Welcome! Thank you for joining me, Sharon K. Schafer, on my journey to one of the most remote, beautiful, and truly wild places left on our planet: The Antarctic. I am an artist and naturalist from Nevada, USA who will be photographing, sketching, and journaling my experiences in Antarctica for two weeks in November 2007.

10 November 2007

Blue Bergs and Emperors' Visit

LAT: 64° 06' South
LON: 56° 54' West
WIND: calm

TIME: 2100

We didn't make it to the rookery today. They did a reconnaissance flight at 0500 this morning and the fog was low on the hills. Just too dangerous and uncertain to start shuttling people to the rookery.

So we instead went on an ice walk. The ship is tightly parked in the pack ice so they dropped down the gangway and we simply went down the stairs to walk on the 3 meter thick sea ice.
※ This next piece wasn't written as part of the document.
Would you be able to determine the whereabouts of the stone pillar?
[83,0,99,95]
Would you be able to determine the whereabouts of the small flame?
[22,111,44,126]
It is truly an amazing sight to see the Khlebnikov's big, dark hull rise abruptly from the white smooth ice. All of us in our little yellow parkas ran around it and explored. We looked ever so much like exotic yellow ants swarming new territory. The ship was parked stern first into the ice so there was much hanging and playing off stern ropes and chains as though they were part of a giant jungle gym set. Of course we took the required pictures of people straining to push the Icebreaker free.

Then the tenor of the day changed. From the open water, near the other end of the ship two Emperor penguins hauled out of the water and came tobogganing through our group. They were as curious about us as we were about them. If you sat down they often approached. Now and then they would raise themselves upright and walk their slow slouched, lumbering walk, looking for all the world like little monks on a pilgrimage. Well maybe not so little monks cause they were nearly 40 kilograms. Finally with their curiosity apparently satisfied they tobogganed off toward the rookery nearly 27 miles to the south.

The male birds grow to weigh 40 kilograms (90lbs) or more, and are the largest of all the penguins. It is the only bird, under normal conditions, that never sets foot on shore and that nests on sea ice. It is the deepest diving bird with a record of nearly 550 meters (about 1,800 feet) and can remain under water for an astonishing 22 minutes. It also is the only bird that has figured out a way to breed in the Antarctic winter.

I was so thrilled to see them. Last year when I left the rookery I assumed that I would never see them in the wild again. I am so very pleased that I was so very wrong. There they were - only 2 meters away from me. And once again I was in Antarctica sitting on the sea ice watching the Emperors. It was wonderful, beautiful, and magic.

We all made our way back to the ship and a nice hot lunch. Not terribly cold but it was still about -17C which is about 1.4F. The walk was invigorating and it gave us all a chance to check out our gear before we spent 8 hours at the rookery tomorrow.

In the afternoon, the captain moved the ship closer to some icebergs stuck in the sea ice and this time he parked the ship bow into the ice. The gangway went down and we hiked across sea ice to the icebergs and explored the area. The icebergs were vivid turquoise blue. The icebergs are remnants of glaciers that have slide their way down the polar slopes to reach the frigid Southern Ocean where they then break off and float away. The old the ice in the glacier has been compressed over tens of thousands of years until all the air has been squeezed out of it. The air bubbles are what makes ice white and without the air the frozen water is an unbelievable vivid, stunning, turquoise blue.

Some of these icebergs become trapped as the sea ice forms around them. The bergs become vivid blue cliffs of ice surrounded by newly formed white sea ice. Breathtaking. Any new snow that falls appears as a soft dusting of pure white catching on the ridges and ledges of the berg. A planet of ice. A world that is different from any other on earth.

Several of us took our time wandering about and photographing the fantastic shapes. We were richly rewarded for our patience. We saw six Emperors quickly approaching us. I flopped on my stomach in the snow and everyone followed suit. We were so non-threatening and they were so curious. They paused inspected us for 10 fifteen minutes before they went on their
way. Tobogganed up to me stopping about 1 meter away. It was a truly remarkable experience. For a brief moment our two worlds were one. We met peacefully and calmly and then each slipped back into the world from which they came. The yellow-jacketed people to the warmth of an icebreaker and the emperors to the world that has been theirs for thousands and thousands of years - the place we call the Antarctic.